Wow, what a curious story! How does one dream up a story like Shadow Dance? What’s intriguing to me is that Shadow Dance appears to be sui generis, a proper one-off, with no precedent or ready-made paradigm on which to base this novel’s strange set of relations and the sadly comic and grisly outcomes.
Carter conveys this contemporary story in a vague romanticism, one remove from full immersion in the nuts and bolts of the quotidian, in the process keeping all of its characters elemental in their relations with one another, suggestive of myth or fairy tale. But what tale is being told? Aye, my lovely, beware the Honeybuzzard… Or some such? Again, there’s the sense that with this unique blend of elements there will be no simple moral with a general application.
So what is this weird stew composed of characters commingled with the eerily attractive Honeybuzzard? Around this cruel and mercurial cynosure all the novel’s principal, quotidian characters orbit: Morris the flailing artist and absent husband finds comfort in Honeybuzzard’s general approbation; the free-loving sylph Ghislaine’s fate lies in Honeybuzzard’s hands, and she is drawn into his orbit by chance and proclivity; and opportunistic Emily finds in Honeybuzzard the next best thing, a means to escape her current subjugation as family drudge.
No one leaves Honeybuzzard’s orbit without damage, and even Honeybuzzard falls, apparently out of his mind and on the verge of arrest. There is no simple resolution to the mayhem that has been perpetrated on the characters in this short, quirky novel, other than to suggest that life lived to the dregs leaves its mark. It’s a curious and unsettling story, with lively writing that is at turns earnest, comic, and sad.

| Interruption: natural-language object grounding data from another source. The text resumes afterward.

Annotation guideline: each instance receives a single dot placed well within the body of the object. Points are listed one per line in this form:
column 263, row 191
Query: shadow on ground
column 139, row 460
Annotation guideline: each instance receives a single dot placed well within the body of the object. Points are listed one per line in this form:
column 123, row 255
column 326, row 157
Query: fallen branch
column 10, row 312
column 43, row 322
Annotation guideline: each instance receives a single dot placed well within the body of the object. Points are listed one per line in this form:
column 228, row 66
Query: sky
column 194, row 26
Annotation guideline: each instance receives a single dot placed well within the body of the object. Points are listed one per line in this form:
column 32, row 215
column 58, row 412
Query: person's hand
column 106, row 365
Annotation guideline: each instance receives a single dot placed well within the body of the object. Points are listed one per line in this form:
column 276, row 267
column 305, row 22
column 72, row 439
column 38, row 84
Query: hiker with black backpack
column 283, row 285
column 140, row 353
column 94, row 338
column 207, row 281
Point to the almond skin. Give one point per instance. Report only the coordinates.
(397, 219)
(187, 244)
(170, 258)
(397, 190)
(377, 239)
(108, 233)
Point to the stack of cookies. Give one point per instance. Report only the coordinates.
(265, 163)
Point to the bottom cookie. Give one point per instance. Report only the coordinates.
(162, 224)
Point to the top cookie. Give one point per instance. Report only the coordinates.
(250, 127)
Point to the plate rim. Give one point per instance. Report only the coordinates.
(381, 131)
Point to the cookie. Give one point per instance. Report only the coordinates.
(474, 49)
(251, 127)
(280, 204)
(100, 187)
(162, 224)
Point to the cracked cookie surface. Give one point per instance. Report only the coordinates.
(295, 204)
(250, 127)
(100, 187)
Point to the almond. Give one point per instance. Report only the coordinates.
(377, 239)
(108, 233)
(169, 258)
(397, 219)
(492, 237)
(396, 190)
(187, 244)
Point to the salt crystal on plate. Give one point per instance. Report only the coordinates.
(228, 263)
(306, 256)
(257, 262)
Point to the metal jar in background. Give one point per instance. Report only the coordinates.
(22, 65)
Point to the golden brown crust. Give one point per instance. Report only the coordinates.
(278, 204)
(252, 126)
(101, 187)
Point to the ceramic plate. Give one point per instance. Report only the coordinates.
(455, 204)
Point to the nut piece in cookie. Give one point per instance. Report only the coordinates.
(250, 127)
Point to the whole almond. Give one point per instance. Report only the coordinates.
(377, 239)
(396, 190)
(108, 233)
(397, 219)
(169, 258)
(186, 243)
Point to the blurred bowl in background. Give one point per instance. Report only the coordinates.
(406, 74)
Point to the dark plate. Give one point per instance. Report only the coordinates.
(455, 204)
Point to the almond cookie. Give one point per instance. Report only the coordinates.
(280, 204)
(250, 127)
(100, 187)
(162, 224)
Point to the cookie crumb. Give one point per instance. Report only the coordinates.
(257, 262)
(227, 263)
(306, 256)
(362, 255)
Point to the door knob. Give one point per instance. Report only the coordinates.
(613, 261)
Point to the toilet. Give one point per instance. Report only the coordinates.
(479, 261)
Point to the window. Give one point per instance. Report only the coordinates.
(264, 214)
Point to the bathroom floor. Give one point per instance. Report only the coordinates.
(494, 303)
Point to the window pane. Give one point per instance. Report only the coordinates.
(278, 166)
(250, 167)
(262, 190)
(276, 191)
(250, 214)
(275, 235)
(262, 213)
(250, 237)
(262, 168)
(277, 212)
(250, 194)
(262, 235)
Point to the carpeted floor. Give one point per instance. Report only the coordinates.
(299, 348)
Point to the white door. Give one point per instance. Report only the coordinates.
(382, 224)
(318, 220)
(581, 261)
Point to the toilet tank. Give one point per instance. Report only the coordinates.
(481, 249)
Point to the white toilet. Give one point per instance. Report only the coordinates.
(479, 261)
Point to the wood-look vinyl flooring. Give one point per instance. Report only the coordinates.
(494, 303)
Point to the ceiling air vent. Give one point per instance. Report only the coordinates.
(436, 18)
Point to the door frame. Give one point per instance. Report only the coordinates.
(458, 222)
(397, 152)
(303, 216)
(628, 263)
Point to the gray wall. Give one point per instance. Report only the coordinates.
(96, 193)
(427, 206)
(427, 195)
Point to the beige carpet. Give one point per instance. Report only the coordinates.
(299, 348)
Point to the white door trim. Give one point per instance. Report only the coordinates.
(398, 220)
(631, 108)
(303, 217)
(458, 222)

The first and, probably, the least of Carter's 'mainstream' novels, this one fails to catch fire in the way 'The Magic Toyshop', 'Several Perceptions' and 'Love' do but its shortcomings are themselves interesting. Choosing to focus on the repulsive little sadist, 'Honeybuzzard', and his even more repulsive sycophant, Morris, rather than on their victim, the scarred and contradictory Ghislaine, makes it an artefact from the prefeminist age. But Carter was no fool: the apparent sympathy shown to the subhuman males is, I choose to believe, deeply ironic. Nor am I entirely certain that what's going on here, filtered as it is through Morris' delusional point of view, isn't a 'Fight Club' or maybe 'Wizard of Earthsea'-like scenario in which Honeybuzzard is really a projection of Morris' desires and evils - and does not really exist. The cover of this Virago edition strongly suggests as much, but this might have been a more effective novel if these Jungian undertones had been more explicit.
Where it does score is as a period-piece: I can't think of another novel that makes the early-to-mid sixties feel so scarred and so specifically post-war. Dilapidated relics of the Age of Empire seem to have been everywhere. 'Please Please Me' might have been out a couple of years by the time 'Shadow Dance' was published but, spiritually, its characters exist in the era of Henry Hall and Victor Sylvester.